Below are partial dependence plots (PDP) for females and males separately:

```
train_f = train.query('sex == "female"').copy()
best_model.plot_response_1d(train_f, by='age', input_constraints={'pclass': [1,2,3], 'sibsp': train_f['sibsp'].median()})
```

For women we see that the same behaviour is present for the $\mathrm{1^{st}}$ and $\mathrm{2^{nd}}$ classes: as age increases, so does their chance of survival. However, the opposite happens for women in the $\mathrm{3^{rd}}$ class!
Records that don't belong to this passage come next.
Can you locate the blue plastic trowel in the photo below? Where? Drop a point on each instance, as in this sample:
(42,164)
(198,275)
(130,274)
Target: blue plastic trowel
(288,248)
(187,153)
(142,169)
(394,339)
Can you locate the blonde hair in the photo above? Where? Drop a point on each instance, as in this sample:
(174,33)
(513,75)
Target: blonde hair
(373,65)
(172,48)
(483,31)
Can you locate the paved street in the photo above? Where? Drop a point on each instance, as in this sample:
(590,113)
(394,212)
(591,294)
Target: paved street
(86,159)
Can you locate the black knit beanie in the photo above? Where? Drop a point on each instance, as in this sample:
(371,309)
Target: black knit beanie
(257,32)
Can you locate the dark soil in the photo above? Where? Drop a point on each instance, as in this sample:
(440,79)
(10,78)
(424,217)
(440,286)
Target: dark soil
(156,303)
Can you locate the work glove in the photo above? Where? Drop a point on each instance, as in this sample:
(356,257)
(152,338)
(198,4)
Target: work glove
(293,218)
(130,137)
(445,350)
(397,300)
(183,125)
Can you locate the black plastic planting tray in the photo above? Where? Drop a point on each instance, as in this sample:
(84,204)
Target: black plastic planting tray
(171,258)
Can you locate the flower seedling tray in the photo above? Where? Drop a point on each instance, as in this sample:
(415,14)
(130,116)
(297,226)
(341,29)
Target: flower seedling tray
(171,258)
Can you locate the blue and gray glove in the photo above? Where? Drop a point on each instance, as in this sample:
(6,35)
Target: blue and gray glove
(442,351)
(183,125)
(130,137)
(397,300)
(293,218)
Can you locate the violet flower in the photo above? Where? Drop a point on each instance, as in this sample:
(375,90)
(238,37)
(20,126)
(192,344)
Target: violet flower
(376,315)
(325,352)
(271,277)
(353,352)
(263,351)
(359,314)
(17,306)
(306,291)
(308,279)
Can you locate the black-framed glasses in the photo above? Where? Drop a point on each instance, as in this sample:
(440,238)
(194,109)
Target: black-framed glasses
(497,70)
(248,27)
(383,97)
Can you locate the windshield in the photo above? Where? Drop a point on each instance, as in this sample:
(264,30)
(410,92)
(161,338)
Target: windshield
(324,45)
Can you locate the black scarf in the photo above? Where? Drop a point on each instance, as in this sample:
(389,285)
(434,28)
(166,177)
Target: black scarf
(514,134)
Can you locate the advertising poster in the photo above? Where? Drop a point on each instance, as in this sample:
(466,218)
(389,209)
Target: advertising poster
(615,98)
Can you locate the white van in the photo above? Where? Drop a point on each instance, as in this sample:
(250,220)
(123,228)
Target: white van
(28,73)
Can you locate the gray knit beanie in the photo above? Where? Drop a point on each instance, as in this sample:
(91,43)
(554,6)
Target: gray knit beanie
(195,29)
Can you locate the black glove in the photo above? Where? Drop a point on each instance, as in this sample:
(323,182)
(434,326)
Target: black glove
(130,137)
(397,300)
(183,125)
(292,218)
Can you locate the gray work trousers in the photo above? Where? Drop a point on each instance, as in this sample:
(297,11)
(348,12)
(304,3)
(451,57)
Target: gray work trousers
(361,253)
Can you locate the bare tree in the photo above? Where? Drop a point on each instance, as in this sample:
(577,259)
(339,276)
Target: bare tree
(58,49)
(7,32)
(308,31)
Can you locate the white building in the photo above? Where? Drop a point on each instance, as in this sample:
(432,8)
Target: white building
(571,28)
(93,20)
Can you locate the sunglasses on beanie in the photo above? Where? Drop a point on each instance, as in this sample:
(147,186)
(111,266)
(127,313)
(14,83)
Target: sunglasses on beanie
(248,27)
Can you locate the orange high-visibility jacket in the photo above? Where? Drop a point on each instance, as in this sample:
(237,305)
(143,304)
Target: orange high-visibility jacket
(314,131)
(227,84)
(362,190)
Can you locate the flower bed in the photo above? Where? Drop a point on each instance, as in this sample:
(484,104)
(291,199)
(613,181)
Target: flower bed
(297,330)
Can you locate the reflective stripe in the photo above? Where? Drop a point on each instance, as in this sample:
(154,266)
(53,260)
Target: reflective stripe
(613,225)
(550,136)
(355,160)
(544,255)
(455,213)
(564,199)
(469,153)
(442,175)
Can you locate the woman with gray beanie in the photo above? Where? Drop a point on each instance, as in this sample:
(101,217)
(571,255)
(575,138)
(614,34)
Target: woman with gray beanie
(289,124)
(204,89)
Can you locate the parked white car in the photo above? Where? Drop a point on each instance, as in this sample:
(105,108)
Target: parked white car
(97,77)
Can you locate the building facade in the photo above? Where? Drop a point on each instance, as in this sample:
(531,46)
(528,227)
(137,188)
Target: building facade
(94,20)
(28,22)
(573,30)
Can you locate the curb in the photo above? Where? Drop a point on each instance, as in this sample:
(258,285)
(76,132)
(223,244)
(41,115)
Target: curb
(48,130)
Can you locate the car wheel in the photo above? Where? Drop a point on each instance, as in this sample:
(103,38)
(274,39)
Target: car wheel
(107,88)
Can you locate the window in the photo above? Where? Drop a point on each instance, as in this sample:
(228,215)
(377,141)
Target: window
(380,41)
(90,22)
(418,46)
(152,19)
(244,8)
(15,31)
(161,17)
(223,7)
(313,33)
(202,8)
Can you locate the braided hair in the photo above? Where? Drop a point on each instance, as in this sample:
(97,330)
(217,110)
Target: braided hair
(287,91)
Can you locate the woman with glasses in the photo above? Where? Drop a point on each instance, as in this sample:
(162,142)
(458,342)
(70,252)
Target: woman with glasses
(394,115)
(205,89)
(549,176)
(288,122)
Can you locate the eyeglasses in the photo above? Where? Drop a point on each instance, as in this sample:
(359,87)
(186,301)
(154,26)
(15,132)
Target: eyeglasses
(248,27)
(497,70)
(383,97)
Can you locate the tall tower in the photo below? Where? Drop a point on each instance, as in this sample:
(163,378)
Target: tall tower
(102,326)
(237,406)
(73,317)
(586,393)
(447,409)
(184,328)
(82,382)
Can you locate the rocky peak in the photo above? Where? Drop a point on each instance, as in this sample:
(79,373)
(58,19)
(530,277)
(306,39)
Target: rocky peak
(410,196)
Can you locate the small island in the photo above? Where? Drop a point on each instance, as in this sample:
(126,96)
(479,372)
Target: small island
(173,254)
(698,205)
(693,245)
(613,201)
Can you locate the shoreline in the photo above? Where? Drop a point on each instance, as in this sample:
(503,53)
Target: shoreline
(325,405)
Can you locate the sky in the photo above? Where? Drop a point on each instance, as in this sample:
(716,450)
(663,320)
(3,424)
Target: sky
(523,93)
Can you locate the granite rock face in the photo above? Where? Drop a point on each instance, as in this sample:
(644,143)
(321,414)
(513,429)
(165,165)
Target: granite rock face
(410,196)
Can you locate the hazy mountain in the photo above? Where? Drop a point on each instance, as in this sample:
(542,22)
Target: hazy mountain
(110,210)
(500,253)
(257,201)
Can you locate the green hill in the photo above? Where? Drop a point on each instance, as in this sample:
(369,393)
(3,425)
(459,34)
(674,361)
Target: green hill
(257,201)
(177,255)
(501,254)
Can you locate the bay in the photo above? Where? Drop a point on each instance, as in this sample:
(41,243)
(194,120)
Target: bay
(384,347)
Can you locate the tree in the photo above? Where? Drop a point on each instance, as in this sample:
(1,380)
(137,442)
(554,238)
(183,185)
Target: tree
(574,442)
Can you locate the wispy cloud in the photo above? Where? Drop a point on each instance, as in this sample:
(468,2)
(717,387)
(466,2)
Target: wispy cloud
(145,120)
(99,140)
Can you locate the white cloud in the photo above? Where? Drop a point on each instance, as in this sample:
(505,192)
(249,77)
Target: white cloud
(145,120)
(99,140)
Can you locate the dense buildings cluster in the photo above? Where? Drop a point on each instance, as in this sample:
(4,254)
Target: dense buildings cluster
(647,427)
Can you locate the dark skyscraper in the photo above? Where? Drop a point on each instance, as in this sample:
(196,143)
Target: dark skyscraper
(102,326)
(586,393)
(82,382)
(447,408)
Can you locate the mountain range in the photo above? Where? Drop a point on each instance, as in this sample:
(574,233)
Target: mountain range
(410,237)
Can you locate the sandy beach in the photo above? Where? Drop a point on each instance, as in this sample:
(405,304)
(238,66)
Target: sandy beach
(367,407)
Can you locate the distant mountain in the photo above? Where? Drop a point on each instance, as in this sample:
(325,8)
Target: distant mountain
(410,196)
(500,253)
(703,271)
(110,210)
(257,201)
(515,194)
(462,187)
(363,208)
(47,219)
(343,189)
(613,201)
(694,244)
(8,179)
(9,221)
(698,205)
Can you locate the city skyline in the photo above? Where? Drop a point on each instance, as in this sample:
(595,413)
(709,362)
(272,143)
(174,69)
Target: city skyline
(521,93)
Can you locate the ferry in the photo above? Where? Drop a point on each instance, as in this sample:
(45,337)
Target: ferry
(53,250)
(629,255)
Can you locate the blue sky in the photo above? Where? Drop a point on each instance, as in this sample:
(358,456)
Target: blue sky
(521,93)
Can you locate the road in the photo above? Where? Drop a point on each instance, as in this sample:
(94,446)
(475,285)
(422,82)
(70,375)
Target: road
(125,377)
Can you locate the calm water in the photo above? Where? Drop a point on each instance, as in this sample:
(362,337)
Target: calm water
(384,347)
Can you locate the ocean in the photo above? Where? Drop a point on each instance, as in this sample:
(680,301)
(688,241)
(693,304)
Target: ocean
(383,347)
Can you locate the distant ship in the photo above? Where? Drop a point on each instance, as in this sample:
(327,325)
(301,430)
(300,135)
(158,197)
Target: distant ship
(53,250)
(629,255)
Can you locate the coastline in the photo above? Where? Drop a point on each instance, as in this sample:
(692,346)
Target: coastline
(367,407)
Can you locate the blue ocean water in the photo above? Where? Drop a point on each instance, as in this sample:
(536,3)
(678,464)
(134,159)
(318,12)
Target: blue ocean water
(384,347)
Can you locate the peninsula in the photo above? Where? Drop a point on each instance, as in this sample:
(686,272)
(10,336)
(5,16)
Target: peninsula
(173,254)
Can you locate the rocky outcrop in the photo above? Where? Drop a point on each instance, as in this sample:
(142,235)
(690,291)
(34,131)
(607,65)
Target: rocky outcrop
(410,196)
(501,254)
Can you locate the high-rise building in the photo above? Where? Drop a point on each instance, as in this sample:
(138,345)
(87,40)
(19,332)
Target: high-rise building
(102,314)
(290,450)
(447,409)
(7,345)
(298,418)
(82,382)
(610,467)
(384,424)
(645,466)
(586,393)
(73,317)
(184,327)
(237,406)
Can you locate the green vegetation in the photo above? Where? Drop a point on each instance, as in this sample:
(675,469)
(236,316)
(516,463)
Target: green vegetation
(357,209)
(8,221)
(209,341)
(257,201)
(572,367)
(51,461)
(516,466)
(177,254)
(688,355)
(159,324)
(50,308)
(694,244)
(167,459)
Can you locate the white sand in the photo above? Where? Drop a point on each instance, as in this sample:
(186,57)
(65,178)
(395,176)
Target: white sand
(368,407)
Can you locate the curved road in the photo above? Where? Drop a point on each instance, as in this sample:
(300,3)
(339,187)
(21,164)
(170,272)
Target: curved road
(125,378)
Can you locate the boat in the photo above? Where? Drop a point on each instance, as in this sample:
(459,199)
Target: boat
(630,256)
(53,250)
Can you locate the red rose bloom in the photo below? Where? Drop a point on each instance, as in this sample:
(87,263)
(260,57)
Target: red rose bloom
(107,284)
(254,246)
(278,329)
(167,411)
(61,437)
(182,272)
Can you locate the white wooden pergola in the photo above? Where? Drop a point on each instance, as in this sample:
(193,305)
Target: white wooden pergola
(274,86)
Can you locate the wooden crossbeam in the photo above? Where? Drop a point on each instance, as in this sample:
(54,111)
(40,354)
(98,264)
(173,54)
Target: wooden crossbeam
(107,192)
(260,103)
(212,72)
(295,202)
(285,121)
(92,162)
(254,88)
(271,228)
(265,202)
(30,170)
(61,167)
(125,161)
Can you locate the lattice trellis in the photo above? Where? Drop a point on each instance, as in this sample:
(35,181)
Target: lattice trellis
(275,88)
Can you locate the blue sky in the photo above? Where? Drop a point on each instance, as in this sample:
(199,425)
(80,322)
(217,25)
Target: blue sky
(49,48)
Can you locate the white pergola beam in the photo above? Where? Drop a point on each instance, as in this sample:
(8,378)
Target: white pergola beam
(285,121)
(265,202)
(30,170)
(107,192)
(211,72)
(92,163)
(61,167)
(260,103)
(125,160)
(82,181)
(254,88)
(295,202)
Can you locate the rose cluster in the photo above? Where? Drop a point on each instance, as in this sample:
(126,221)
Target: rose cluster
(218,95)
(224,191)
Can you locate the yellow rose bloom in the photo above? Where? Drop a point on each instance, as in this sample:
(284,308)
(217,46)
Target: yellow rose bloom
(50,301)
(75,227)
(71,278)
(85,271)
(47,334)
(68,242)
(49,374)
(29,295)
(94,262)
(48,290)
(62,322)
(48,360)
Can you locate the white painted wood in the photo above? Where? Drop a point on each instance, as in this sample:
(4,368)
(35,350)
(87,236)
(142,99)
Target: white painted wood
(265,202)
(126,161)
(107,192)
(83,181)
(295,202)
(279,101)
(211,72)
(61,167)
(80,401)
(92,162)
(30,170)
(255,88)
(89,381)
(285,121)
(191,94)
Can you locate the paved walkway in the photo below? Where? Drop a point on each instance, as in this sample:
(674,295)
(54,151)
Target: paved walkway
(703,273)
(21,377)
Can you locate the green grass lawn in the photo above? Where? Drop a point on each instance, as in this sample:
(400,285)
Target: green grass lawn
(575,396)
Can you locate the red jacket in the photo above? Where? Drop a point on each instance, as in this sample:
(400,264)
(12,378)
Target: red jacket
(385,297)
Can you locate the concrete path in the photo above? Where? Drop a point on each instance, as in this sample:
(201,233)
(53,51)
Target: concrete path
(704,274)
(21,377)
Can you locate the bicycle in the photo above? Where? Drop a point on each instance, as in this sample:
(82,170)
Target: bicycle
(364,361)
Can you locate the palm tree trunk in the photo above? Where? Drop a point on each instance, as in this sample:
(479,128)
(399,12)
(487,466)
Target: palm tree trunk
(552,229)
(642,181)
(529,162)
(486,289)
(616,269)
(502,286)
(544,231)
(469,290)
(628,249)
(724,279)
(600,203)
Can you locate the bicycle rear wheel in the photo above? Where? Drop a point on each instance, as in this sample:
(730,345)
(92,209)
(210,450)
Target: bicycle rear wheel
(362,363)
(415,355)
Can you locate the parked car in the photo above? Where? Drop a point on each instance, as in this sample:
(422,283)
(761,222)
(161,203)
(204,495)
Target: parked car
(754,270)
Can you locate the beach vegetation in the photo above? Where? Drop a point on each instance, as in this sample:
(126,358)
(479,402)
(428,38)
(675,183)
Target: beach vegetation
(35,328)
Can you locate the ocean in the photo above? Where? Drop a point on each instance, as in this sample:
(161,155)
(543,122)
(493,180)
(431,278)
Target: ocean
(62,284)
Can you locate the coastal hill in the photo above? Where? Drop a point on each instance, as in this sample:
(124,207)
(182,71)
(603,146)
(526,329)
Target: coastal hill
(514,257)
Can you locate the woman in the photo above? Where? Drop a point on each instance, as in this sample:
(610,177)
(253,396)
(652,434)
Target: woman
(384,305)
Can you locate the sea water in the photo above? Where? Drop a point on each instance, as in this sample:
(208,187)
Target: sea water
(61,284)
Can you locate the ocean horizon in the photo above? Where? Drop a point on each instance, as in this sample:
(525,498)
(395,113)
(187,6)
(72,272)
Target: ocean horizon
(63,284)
As their age increases, their chance of survival decreases.

```
train_m = train.query('sex == "male"').copy()
best_model.plot_response_1d(train_m, by='age', input_constraints={'sex': 'male', 'pclass': [1,2,3], 'sibsp': train_m['sibsp'].median()})
```

The trend for men remains the same throughout the classes: as age increases, the chance of survival decreases. However, male children have a probability score above 0.5.